To prove : $\lim_{t \rightarrow \infty} g_t \ast f = 0$.

Question

Let $g_t(x) = e^{-x^2/2t^2}/t\sqrt{2\pi}$. To prove that for $f \in C_0(\mathbb{R})$, $$ \lim_{t \rightarrow \infty} g_t \ast f = 0.$$ Is the question valid ? Any hints on how to solve it ?

Answer 1

The family $g_t$ is a well-known convolution kernel. Most often, one considers the limit $t\to 0$, when $g_t$ converges (in the sense of distributions) to the Dirac measure, but the limit $t\to +\infty$ is also interesting (up to insignificant normalisation, $g_t$ is the heat kernel).

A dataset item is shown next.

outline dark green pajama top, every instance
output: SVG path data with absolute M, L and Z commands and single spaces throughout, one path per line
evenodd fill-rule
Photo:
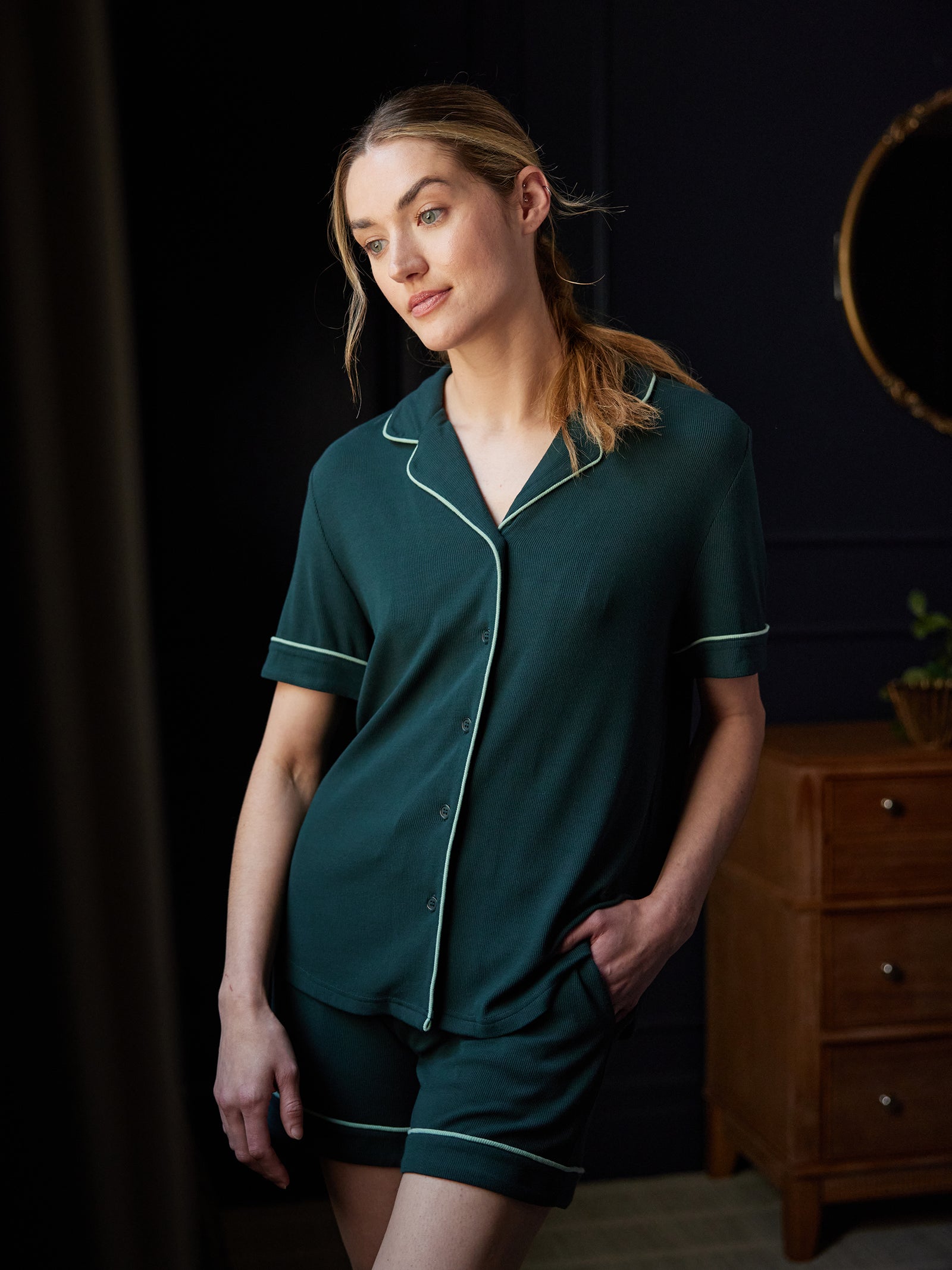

When looking at the limiting behaviour for convolutions with a parametrised kernel family, it is often convenient to move the parameter from the kernel to the convolution partner, here too:

$$\begin{align} (g_t\ast f)(x) &= \int_{-\infty}^\infty g_t(y)f(x-y)\,dy\\ &= \frac{1}{\sqrt{2\pi}} \int_{-\infty}^\infty e^{-\frac{y^2}{2t^2}} f(x-y)\frac{dy}{t}\tag{$y = tz$}\\ &= \frac{1}{\sqrt{2\pi}} \int_{-\infty}^\infty e^{-z^2/2} f(x-tz)\,dz. \end{align}$$

Now we have one very well-behaved factor in the integrand that is independent of the parameter $t$, and we need to look at how $f(x-tz)$ behaves for $t\to \infty$. When doing that, remember Lebesgue.